MLflow
MLflow is an open-source platform for managing the full machine learning lifecycle, developed by Databricks. It provides capabilities such as experiment tracking, model packaging, model registry, and deployment, making it particularly well-suited for enterprise environments that require self-hosting.
Core Components
MLflow consists of four main components:
| Component | Function | Description |
|---|---|---|
| MLflow Tracking | Experiment Tracking | Logs parameters, metrics, code versions, and model artifacts |
| MLflow Projects | Project Packaging | Describes how to run ML code in a standardized format |
| MLflow Models | Model Packaging | Unified model format with support for multiple deployment targets |
| Model Registry | Model Registry | Model versioning, approval workflows, and lifecycle management |
Basic Usage
Installation
pip install mlflow
Experiment Tracking
import mlflow
# Set the experiment name
mlflow.set_experiment("image-classification")
with mlflow.start_run(run_name="resnet50-baseline"):
# Log hyperparameters
mlflow.log_param("learning_rate", 1e-3)
mlflow.log_param("batch_size", 32)
mlflow.log_param("optimizer", "AdamW")
for epoch in range(num_epochs):
train_loss = train_one_epoch(model, train_loader, optimizer)
val_loss, val_acc = evaluate(model, val_loader)
# Log metrics
mlflow.log_metric("train_loss", train_loss, step=epoch)
mlflow.log_metric("val_loss", val_loss, step=epoch)

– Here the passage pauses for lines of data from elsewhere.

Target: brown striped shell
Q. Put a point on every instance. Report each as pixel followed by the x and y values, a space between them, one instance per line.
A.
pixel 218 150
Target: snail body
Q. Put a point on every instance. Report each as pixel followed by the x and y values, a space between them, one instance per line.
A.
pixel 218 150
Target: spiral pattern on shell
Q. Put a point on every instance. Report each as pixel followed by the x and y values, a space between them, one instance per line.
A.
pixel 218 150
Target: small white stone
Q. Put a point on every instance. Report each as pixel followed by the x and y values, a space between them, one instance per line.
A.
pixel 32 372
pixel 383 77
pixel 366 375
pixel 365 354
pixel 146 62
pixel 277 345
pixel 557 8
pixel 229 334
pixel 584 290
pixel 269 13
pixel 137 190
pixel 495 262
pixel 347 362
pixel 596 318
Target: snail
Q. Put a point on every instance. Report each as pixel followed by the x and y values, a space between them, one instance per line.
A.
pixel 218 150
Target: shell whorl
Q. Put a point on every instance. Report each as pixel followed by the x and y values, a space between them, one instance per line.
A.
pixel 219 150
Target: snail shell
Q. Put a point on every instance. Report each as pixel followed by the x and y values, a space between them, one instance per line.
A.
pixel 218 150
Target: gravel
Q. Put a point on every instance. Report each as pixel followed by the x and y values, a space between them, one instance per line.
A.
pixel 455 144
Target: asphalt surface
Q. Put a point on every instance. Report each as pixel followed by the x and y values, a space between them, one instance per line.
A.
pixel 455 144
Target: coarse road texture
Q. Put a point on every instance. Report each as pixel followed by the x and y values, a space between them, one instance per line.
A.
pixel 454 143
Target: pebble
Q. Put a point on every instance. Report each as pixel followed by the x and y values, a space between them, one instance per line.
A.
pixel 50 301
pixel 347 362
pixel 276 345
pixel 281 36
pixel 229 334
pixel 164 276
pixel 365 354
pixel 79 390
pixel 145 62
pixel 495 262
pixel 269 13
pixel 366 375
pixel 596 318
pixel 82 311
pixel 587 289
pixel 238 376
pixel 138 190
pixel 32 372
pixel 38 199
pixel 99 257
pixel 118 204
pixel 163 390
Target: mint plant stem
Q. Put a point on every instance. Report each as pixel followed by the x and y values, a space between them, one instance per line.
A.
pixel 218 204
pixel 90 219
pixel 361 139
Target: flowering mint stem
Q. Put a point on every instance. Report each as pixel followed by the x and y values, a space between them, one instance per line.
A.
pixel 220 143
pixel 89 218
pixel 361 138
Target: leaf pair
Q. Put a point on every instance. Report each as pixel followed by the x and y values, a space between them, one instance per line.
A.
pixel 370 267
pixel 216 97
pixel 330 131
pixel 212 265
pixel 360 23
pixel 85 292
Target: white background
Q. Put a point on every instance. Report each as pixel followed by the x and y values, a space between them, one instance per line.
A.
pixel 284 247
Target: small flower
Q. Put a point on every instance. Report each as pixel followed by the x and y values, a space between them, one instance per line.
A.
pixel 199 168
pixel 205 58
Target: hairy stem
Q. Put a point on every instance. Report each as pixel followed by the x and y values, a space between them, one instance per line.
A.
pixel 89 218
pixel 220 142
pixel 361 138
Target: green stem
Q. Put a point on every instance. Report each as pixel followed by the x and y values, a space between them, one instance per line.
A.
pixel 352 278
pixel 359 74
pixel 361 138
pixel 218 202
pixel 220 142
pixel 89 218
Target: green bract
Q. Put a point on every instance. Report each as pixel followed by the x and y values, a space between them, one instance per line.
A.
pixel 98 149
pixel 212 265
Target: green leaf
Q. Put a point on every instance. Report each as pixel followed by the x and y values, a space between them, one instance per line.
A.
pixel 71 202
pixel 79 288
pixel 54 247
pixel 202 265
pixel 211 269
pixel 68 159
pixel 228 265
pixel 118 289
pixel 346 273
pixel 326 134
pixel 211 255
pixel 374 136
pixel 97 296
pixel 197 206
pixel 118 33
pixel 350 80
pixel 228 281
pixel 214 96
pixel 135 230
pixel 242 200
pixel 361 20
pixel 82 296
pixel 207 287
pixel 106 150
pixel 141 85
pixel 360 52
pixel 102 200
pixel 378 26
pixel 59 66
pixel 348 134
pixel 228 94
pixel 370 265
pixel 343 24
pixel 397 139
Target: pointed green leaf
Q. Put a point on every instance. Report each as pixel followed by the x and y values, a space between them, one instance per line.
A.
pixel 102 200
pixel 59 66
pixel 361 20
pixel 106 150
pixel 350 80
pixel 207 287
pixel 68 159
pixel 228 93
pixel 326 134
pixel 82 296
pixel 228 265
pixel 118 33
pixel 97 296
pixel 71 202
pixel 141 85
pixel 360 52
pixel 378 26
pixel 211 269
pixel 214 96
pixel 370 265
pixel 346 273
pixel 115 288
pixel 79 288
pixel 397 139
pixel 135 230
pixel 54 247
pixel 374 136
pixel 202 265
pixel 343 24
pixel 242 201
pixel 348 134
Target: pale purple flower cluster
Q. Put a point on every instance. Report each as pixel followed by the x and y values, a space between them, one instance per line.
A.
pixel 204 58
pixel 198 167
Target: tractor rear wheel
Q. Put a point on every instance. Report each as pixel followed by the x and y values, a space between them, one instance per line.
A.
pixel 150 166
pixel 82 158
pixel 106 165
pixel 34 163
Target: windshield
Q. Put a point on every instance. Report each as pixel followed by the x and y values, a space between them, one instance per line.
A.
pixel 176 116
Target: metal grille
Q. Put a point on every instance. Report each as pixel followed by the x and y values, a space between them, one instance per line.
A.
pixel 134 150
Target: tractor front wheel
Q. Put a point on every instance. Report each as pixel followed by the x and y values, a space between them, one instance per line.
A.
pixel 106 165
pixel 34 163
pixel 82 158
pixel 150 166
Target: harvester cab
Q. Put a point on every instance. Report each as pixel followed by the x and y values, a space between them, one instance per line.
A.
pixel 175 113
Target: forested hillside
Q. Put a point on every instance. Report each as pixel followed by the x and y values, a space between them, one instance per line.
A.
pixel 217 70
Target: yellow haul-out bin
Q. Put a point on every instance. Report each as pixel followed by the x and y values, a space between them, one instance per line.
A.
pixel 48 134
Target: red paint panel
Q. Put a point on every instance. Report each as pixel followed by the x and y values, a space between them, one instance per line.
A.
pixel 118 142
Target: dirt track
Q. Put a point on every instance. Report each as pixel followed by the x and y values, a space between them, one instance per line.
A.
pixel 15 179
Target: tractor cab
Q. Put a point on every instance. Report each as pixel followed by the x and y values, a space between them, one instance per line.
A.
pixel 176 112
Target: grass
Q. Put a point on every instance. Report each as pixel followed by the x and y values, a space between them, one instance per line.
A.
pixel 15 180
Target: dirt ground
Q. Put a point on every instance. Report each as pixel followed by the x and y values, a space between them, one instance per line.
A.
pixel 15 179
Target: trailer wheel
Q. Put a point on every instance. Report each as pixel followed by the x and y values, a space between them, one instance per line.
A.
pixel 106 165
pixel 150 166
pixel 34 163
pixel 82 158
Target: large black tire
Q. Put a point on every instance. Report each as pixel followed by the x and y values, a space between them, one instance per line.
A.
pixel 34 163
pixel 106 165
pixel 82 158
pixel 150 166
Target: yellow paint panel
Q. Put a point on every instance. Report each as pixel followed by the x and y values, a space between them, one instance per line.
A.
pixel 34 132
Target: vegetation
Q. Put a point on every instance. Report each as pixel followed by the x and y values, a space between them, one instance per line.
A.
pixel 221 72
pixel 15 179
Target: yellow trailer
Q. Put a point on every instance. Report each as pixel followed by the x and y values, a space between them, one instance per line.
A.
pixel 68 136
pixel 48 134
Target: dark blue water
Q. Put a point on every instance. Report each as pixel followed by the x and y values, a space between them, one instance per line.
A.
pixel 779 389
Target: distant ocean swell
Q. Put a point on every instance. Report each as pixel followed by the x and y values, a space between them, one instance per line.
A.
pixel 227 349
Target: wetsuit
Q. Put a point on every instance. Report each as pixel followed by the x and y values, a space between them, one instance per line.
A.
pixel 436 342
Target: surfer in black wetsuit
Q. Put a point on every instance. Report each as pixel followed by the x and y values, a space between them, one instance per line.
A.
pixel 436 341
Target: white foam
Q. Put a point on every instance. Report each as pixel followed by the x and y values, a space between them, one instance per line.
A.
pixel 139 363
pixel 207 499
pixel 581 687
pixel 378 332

mlflow.log_metric("val_accuracy", val_acc, step=epoch)
# Save the model
mlflow.pytorch.log_model(model, "model")
# Log artifacts
mlflow.log_artifact("config.yaml")
Launching the UI
mlflow ui --port 5000
# Visit http://localhost:5000
Model Registry and Deployment
Model Registry
# Register a model
result = mlflow.register_model(
model_uri="runs:/<run_id>/model",
name="image-classifier"
)
# Model stage management
from mlflow import MlflowClient
client = MlflowClient()
client.transition_model_version_stage(
name="image-classifier",
version=1,
stage="Production" # None, Staging, Production, Archived
)
Model Deployment
# Load a registered model
import mlflow.pytorch
model = mlflow.pytorch.load_model("models:/image-classifier/Production")
# Deploy via REST API
# mlflow models serve -m "models:/image-classifier/Production" -p 5001
Automatic Logging with PyTorch
MLflow supports automatic logging for PyTorch Lightning:
import mlflow
mlflow.pytorch.autolog()
# Any subsequent Lightning Trainer will automatically log all metrics and models
trainer = pl.Trainer(max_epochs=10)
trainer.fit(model, train_loader, val_loader)
Use Cases
- Enterprise Self-Hosting: When uploading data to third-party cloud services is not desirable
- ML Pipelines: Integration with orchestration tools such as Airflow and Kubeflow
- Model Governance: When model versioning, approval workflows, and stage transitions are required
- Multi-Framework Support: When teams work with multiple ML frameworks (PyTorch, TensorFlow, Scikit-learn, etc.)